The idea of eigenanalysis is to find a way in which the action of a linear transform behaves like multiplication by a scalar, in the hope of simplifying the action of the transformation. For many transforms with real eigenvalues, this has neat interpretations. For a 2D rotation however, there isn't any neat interpretation as multiplication by real numbers. The easy extension of the idea uses complex eigenvalues -- whereby the rotation is exactly represented by complex multiplication by that eigenvalue, which itself has a geometric interpretation as the same rotation.

The fundamental theorem of algebra is equivalent to the existence of a complex eigenvalue of any mapping of complex n-space to itself. That is very neat. But is it the answer to all questions in linear algebra? (No, it's not.)
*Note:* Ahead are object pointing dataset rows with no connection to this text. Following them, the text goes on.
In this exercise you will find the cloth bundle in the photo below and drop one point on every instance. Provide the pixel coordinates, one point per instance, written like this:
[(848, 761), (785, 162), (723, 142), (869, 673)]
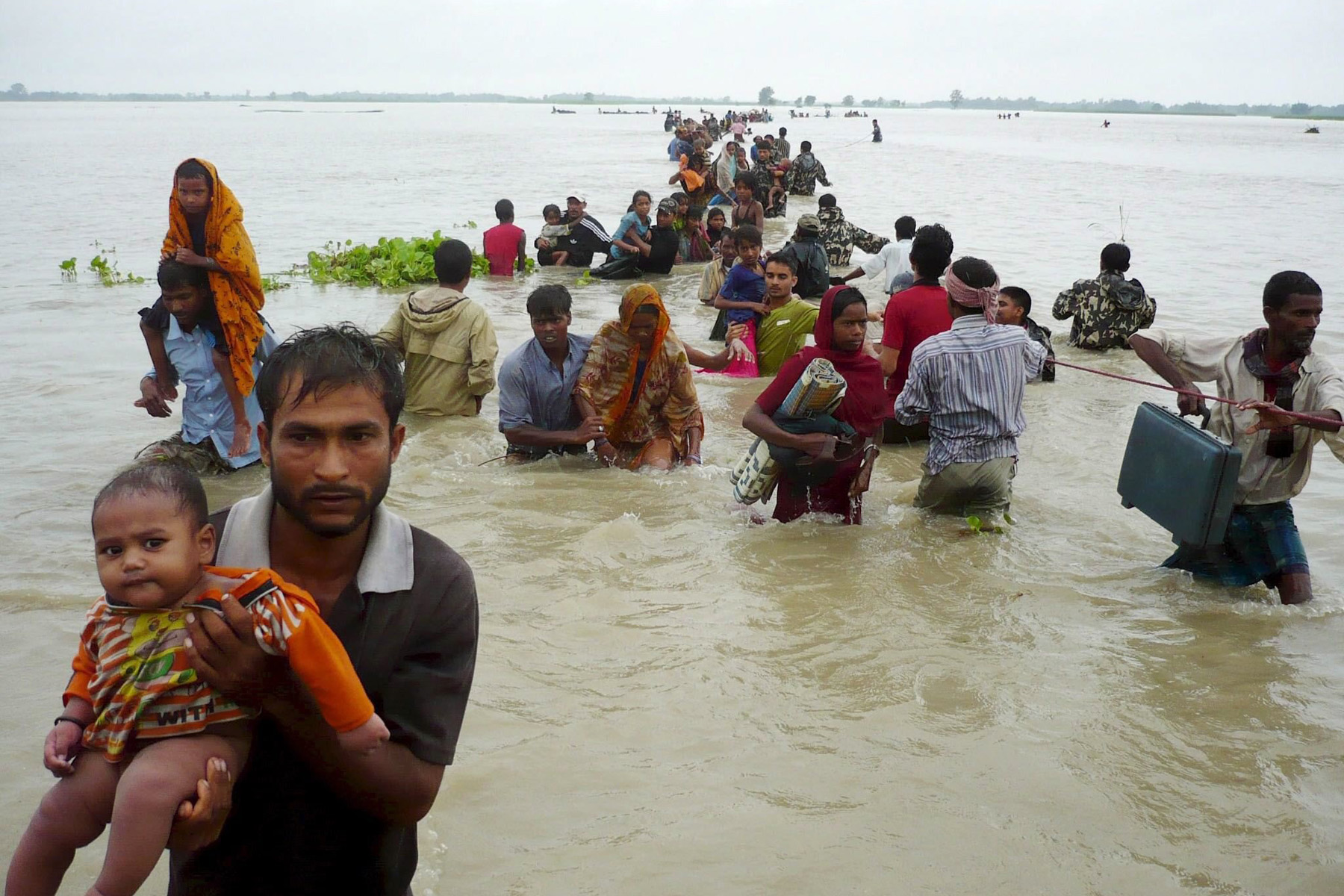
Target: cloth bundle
[(818, 393)]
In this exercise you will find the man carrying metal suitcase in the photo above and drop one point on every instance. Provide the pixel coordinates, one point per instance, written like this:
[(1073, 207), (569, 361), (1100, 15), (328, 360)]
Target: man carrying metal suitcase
[(1266, 373)]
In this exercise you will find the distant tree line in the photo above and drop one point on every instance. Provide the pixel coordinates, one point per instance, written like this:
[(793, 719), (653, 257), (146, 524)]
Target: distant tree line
[(765, 97)]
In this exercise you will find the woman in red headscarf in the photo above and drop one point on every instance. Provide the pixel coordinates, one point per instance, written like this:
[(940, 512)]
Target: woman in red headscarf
[(840, 335)]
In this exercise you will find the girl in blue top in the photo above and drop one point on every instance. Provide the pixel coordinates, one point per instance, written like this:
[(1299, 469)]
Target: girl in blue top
[(632, 234), (742, 294)]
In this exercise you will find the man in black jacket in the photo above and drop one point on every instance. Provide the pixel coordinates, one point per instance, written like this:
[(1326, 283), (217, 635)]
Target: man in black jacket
[(585, 240)]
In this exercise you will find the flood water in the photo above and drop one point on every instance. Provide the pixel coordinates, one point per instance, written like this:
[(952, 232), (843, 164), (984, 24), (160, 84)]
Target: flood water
[(670, 699)]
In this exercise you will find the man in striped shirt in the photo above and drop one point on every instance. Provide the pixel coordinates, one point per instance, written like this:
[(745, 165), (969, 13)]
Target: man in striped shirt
[(969, 382)]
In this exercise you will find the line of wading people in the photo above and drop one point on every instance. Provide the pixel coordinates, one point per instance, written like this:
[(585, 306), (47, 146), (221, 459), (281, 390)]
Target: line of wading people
[(220, 641), (956, 351)]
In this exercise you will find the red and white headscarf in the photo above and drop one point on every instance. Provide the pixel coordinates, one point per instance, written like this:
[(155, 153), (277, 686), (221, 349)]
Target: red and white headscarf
[(983, 297)]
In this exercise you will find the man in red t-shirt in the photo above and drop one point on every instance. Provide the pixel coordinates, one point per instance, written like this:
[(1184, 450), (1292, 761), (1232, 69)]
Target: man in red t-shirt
[(505, 243), (913, 316)]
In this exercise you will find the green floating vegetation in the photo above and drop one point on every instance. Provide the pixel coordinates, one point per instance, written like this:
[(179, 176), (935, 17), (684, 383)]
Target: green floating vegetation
[(390, 262), (104, 264)]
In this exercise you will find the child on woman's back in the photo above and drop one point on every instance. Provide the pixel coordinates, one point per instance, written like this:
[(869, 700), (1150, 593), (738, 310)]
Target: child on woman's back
[(139, 724), (206, 230)]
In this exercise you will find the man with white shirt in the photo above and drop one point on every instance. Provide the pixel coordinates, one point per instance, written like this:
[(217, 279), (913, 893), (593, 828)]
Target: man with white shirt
[(893, 262), (208, 418), (1266, 373)]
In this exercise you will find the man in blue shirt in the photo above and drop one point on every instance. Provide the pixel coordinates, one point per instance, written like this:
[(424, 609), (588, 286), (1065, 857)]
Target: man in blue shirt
[(208, 420), (537, 381)]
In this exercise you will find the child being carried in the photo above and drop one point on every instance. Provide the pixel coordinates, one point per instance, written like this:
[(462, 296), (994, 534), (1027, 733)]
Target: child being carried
[(139, 723)]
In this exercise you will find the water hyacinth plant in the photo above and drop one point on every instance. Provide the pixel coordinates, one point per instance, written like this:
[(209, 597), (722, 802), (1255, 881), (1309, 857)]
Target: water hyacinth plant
[(104, 264), (390, 262)]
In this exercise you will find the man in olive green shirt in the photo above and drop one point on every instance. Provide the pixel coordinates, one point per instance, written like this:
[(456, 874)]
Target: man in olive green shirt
[(445, 339), (784, 331)]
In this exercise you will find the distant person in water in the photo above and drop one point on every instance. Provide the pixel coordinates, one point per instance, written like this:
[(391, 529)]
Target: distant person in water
[(746, 210), (206, 230), (840, 237), (1269, 371), (445, 339), (505, 243), (1107, 309), (1014, 309), (806, 172), (586, 237), (892, 261), (206, 442)]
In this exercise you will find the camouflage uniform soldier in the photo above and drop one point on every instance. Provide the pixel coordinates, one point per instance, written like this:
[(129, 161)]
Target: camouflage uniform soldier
[(840, 237), (1109, 309), (806, 172)]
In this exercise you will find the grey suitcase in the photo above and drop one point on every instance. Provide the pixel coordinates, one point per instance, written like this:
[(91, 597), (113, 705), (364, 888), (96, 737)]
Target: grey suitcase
[(1180, 477)]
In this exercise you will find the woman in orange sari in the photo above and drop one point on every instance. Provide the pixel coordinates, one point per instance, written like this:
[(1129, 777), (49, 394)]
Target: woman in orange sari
[(638, 382), (206, 230)]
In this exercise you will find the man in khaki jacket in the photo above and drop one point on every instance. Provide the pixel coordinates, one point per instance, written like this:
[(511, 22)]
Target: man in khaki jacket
[(445, 339)]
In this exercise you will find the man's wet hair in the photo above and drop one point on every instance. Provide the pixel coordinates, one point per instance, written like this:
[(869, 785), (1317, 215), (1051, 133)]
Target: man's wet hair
[(159, 477), (324, 359), (1019, 297), (930, 252), (974, 272), (1288, 282), (452, 261), (747, 235), (1116, 257), (193, 169), (551, 300), (172, 274)]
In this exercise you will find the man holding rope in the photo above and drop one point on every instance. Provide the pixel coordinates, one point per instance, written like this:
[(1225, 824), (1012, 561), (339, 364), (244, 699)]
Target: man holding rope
[(1265, 382)]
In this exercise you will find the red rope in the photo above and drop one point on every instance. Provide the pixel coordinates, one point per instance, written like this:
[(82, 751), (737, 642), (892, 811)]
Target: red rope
[(1304, 418)]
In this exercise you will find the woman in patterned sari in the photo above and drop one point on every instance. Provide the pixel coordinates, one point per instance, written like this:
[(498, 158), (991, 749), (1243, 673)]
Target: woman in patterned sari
[(638, 381)]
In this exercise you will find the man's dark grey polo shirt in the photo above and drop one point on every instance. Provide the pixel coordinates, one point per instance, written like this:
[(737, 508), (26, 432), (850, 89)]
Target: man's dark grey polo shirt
[(409, 622)]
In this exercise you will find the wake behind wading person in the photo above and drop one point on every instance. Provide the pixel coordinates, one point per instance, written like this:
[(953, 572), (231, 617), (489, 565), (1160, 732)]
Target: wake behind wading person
[(1269, 371)]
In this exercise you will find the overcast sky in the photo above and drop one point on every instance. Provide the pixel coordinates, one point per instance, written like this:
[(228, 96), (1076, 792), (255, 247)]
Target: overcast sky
[(1163, 50)]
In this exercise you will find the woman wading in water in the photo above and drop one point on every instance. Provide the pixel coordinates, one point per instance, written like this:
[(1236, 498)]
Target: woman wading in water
[(638, 381)]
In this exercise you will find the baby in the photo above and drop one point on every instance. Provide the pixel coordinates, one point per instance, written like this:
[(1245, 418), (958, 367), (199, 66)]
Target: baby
[(139, 724), (553, 231)]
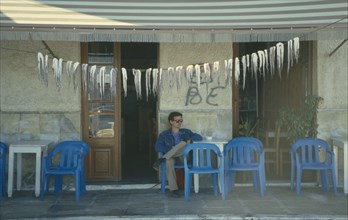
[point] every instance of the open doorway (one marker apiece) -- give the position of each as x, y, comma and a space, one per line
138, 115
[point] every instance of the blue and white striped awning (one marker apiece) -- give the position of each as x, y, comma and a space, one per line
173, 21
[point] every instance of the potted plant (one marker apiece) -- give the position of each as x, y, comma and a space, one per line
301, 122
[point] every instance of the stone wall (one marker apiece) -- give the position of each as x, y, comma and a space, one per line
207, 108
30, 110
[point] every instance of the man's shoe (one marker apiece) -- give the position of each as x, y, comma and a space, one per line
157, 163
174, 194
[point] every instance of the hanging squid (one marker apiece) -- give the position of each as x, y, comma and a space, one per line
254, 59
113, 78
207, 74
272, 60
92, 73
160, 80
296, 47
261, 55
265, 51
178, 71
229, 70
137, 82
41, 66
124, 81
290, 56
84, 68
101, 80
154, 81
68, 68
216, 71
248, 62
189, 73
198, 76
148, 82
280, 57
244, 65
236, 70
171, 76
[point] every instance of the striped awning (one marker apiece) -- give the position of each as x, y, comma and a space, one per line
173, 21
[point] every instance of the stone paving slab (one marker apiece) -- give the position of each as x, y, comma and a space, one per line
242, 203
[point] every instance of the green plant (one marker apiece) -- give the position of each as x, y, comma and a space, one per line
301, 122
246, 128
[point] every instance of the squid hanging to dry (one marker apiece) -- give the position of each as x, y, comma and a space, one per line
229, 71
171, 76
84, 68
137, 82
198, 76
92, 73
124, 81
160, 80
41, 66
68, 68
206, 67
178, 71
272, 54
254, 59
57, 71
290, 56
74, 74
265, 51
216, 71
148, 82
236, 70
101, 79
261, 55
154, 81
296, 47
244, 66
280, 57
248, 62
113, 78
188, 74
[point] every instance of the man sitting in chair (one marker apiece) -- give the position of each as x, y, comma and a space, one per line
171, 143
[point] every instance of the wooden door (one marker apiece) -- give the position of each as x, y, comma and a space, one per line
101, 111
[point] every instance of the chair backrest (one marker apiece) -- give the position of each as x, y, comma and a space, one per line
68, 153
202, 154
243, 151
3, 150
308, 150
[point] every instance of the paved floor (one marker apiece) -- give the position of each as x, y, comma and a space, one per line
242, 203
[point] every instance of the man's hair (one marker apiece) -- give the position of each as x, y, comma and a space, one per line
172, 115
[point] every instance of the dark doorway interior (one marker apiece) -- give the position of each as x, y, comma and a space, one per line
138, 115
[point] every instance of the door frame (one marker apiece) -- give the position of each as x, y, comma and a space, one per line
114, 144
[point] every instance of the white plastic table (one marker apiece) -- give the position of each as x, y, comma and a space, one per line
341, 141
37, 147
218, 142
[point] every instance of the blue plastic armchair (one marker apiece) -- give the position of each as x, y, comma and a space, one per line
305, 155
245, 154
65, 159
58, 179
202, 163
3, 151
164, 173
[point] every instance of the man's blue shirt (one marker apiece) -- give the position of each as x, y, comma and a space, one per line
166, 141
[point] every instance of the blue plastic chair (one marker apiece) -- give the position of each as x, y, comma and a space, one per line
65, 159
305, 155
245, 154
202, 154
3, 151
58, 179
164, 173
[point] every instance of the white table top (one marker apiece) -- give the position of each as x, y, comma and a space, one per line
27, 143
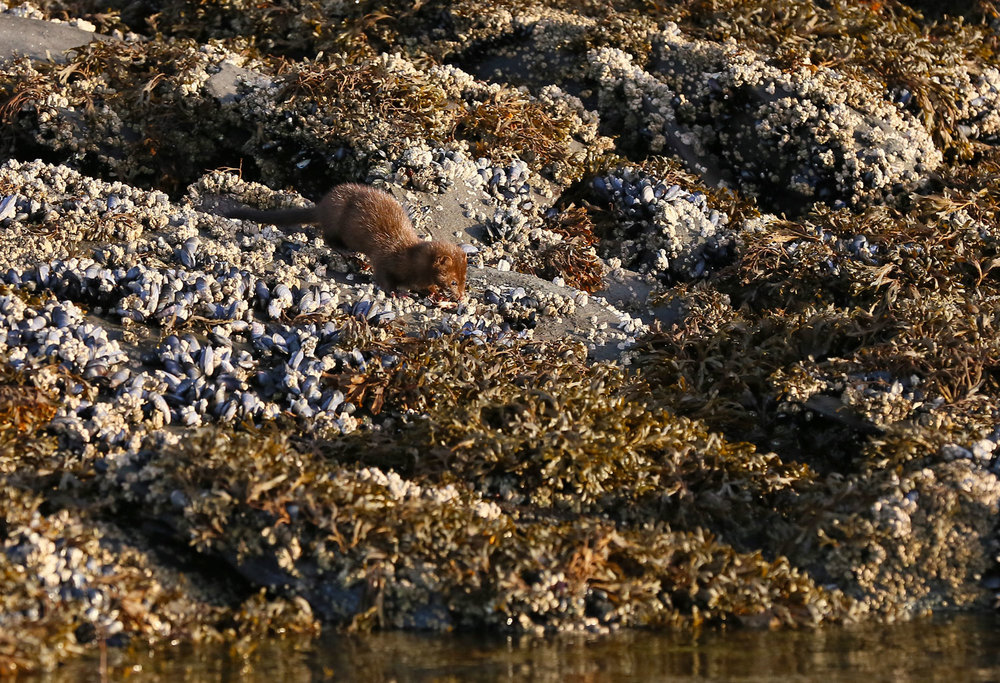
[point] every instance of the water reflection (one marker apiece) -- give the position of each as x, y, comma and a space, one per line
959, 648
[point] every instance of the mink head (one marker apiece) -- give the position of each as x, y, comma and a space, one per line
448, 265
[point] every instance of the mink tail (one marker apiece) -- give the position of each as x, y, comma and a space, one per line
279, 217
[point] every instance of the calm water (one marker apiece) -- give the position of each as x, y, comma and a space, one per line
954, 649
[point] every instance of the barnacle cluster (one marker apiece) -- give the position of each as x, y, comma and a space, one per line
659, 404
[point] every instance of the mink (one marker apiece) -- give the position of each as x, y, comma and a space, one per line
366, 219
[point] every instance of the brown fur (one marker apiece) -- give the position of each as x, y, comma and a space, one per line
371, 221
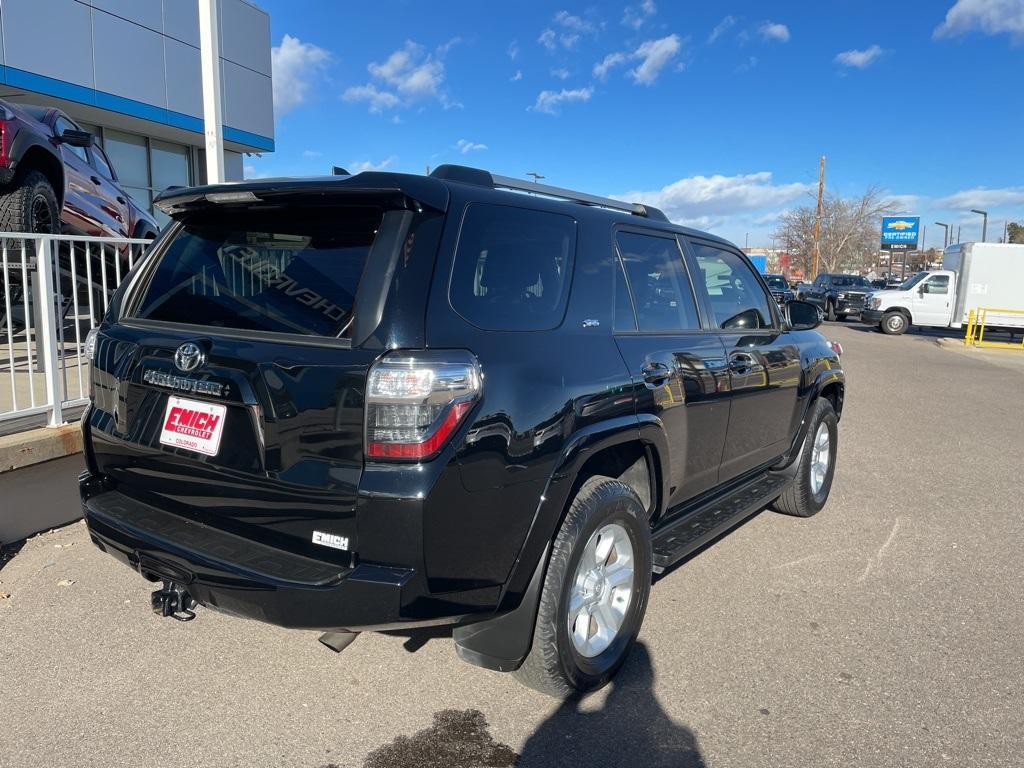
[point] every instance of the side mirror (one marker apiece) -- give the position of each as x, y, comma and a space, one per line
803, 315
76, 138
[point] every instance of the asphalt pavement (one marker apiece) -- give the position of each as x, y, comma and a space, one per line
886, 631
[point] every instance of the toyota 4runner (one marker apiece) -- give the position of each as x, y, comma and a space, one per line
385, 401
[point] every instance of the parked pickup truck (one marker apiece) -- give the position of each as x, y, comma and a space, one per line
973, 275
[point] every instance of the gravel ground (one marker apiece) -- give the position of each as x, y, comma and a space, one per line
887, 631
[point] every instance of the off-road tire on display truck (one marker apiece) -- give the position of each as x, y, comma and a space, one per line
598, 581
29, 205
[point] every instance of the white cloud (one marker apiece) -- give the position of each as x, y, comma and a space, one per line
466, 146
379, 100
860, 59
408, 76
721, 28
696, 197
774, 31
983, 198
296, 67
612, 59
655, 54
988, 16
550, 101
367, 165
636, 15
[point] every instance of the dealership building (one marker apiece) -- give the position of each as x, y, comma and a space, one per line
129, 72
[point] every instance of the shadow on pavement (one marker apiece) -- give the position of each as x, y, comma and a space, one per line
630, 729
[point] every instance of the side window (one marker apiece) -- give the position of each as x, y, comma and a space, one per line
62, 124
100, 164
737, 299
512, 267
663, 297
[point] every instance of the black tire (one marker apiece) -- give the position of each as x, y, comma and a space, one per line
30, 205
554, 666
894, 324
800, 499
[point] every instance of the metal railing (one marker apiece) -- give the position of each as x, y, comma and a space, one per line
1004, 321
55, 289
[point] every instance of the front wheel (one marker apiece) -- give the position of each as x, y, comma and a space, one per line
894, 324
809, 491
595, 592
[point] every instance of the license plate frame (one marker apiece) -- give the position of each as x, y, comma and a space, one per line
190, 428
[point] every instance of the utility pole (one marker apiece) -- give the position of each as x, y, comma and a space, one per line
209, 41
817, 215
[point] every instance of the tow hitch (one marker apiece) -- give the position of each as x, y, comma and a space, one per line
173, 601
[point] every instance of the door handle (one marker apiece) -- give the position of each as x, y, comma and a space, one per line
655, 374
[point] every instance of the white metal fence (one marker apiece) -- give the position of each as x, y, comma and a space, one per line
55, 289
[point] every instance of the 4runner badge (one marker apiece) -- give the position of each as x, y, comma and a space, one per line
331, 540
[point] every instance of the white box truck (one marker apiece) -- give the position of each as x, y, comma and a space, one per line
973, 275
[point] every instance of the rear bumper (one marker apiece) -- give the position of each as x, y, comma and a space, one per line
243, 578
870, 316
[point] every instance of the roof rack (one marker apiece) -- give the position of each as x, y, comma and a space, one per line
483, 178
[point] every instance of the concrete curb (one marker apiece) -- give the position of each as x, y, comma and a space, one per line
26, 449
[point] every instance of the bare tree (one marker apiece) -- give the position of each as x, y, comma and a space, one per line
850, 229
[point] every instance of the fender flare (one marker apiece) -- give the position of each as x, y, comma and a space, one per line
504, 641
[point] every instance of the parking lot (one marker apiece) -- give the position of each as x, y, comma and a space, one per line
885, 631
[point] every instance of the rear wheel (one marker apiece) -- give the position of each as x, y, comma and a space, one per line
30, 206
809, 492
894, 324
595, 592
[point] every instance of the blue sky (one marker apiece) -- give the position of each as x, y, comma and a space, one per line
716, 112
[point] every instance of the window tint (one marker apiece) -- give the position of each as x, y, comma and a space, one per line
286, 270
663, 296
99, 163
512, 267
62, 124
736, 296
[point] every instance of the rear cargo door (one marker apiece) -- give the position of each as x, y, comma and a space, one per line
231, 391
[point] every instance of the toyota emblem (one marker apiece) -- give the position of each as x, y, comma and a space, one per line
188, 356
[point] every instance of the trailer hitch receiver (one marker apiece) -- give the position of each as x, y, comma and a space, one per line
174, 601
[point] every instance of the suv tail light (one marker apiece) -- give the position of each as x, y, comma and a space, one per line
416, 400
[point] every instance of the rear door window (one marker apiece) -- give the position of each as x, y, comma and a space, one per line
292, 269
512, 267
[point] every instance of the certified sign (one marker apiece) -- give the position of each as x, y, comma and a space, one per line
193, 425
900, 232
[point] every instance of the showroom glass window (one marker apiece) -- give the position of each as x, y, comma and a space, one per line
737, 299
663, 298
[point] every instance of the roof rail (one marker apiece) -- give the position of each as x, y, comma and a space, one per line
483, 178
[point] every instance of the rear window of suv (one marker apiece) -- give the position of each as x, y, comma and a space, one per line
289, 269
512, 267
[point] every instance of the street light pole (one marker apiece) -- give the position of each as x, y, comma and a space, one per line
984, 223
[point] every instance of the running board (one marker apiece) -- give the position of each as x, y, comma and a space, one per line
689, 531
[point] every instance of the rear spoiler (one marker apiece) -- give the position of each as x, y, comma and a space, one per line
400, 190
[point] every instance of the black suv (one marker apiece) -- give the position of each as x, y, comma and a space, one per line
839, 295
385, 400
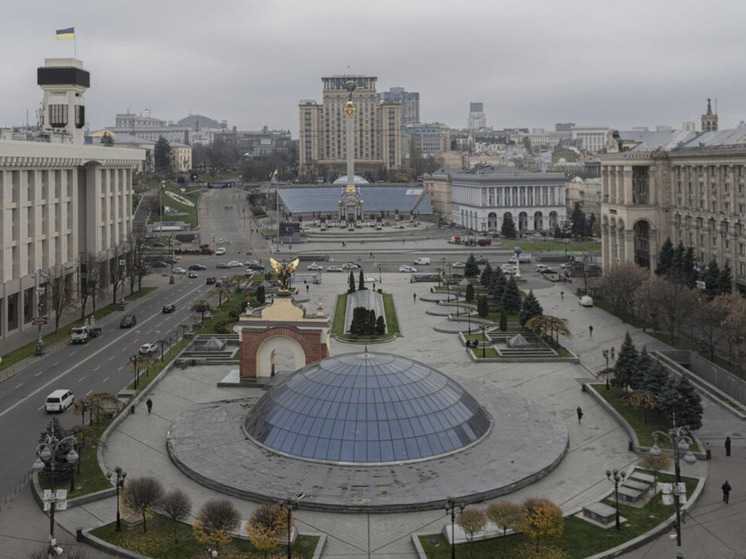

One question that might be asked here is: to what degree is an eigenanalysis of a quaternion useful? Another might be, what does an eigenanalysis even mean?

You're asking for eigenvalues of a transform equivalent to (left- or right-) multiplication by a quaternion. What exactly do you hope for? Well, real eigenvalues are usually too much to expect, given what we know of general real transformations. So ... could it be that a quaternion behaves like complex multiplication with some other quaternion? Well, it could. Besides quaternions that are simple scalings (which have a single real eigenvalue), some quaternions represent simple rotations of 3-space, and thus have complex and real eigenvalues. But not all quaternions behave so: typically they model a richer set of changes of orientation (a rotation and a twist).

But the whole point of the construction of the quaternions is to produce a four-dimensional entity that behaves somehow as a scalar. What is a "scalar" though? It's a matter of semantics: if the term means something that is only a "size", it rules out complex scalars. In recent decades the term has been extended to include the complex numbers, and specifically meant to exclude anything else -- specifically to accommodate things like eigenanalysis. But if the term means an element of an algebra that behaves somehow like numbers, say, element of a division ring, and you're not picky about commutativity, quaternions can be viewed as a sort of algebra of scalars.

Like the situation with eigenvalues of a complex number, the most satisfying interpretation of an "eigenvalue" for a typical quaternion may be: the quaternion itself.